Combines employ feeder mechanisms to transfer crop material from the combine crop-harvesting portion or region to the combine crop-threshing portion or region. Combine feeder mechanisms typically include a feeder housing and a chain-driven feeder drum rotatably mounted in the housing. Elongated drag bars (i.e., so-called "slats"), fixedly connected to the feeder mechanism chains, are employed to move the crop material through the feeder mechanism to the combine crop-threshing region.
For a variety of reasons, from time to time, drag bars break free from the chains to which they are mounted. That is, either drag bars or chains or both fatigue and fail at the region or along the joint where conventionally connected together. Such fatigue generally results in undesirable combine "down time", and can result in severe damage to combine feeder drum elements.
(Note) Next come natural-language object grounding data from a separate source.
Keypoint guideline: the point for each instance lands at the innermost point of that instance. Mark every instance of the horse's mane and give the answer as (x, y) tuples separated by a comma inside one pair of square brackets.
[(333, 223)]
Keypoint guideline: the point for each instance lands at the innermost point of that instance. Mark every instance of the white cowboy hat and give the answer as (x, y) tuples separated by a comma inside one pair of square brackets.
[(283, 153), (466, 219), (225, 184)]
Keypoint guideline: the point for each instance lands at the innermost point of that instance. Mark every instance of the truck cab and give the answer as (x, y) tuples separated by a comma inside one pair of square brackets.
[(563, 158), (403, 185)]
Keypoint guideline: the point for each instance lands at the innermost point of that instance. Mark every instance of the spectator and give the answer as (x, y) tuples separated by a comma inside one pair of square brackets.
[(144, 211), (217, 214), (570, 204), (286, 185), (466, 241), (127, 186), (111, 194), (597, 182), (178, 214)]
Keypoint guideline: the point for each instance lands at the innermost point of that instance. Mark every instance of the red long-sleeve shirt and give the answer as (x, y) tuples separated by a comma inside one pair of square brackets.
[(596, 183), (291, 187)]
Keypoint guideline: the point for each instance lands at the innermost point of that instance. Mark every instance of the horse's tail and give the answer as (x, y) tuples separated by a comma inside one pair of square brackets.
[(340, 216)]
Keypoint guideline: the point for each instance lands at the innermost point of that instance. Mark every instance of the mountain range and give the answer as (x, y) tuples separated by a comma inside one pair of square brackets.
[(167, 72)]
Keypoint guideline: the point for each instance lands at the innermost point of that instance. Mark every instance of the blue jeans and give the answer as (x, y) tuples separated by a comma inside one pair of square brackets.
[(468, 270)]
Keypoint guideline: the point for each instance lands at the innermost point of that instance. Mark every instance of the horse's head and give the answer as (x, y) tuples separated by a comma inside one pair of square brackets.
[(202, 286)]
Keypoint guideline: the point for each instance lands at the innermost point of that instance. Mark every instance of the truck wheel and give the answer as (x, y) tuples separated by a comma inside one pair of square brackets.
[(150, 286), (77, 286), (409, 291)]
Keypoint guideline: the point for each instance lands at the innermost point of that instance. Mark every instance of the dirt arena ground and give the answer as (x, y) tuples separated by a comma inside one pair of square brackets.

One source of the fatigue problem has been traced to the relatively inflexible construction employed for conventionally connecting combine feeder mechanism chains and drag bars together. Another source of the fatigue problem has been traced to relatively high localized stresses or loads which are from time to time generated in the connecting structures where the drag bars are joined to the chains. For example, relatively high localized stresses or loads are generated when chains and/or drag bars override relatively large particles of crop material or foreign matter carried along with the crop material and introduced into the combine feeder mechanism.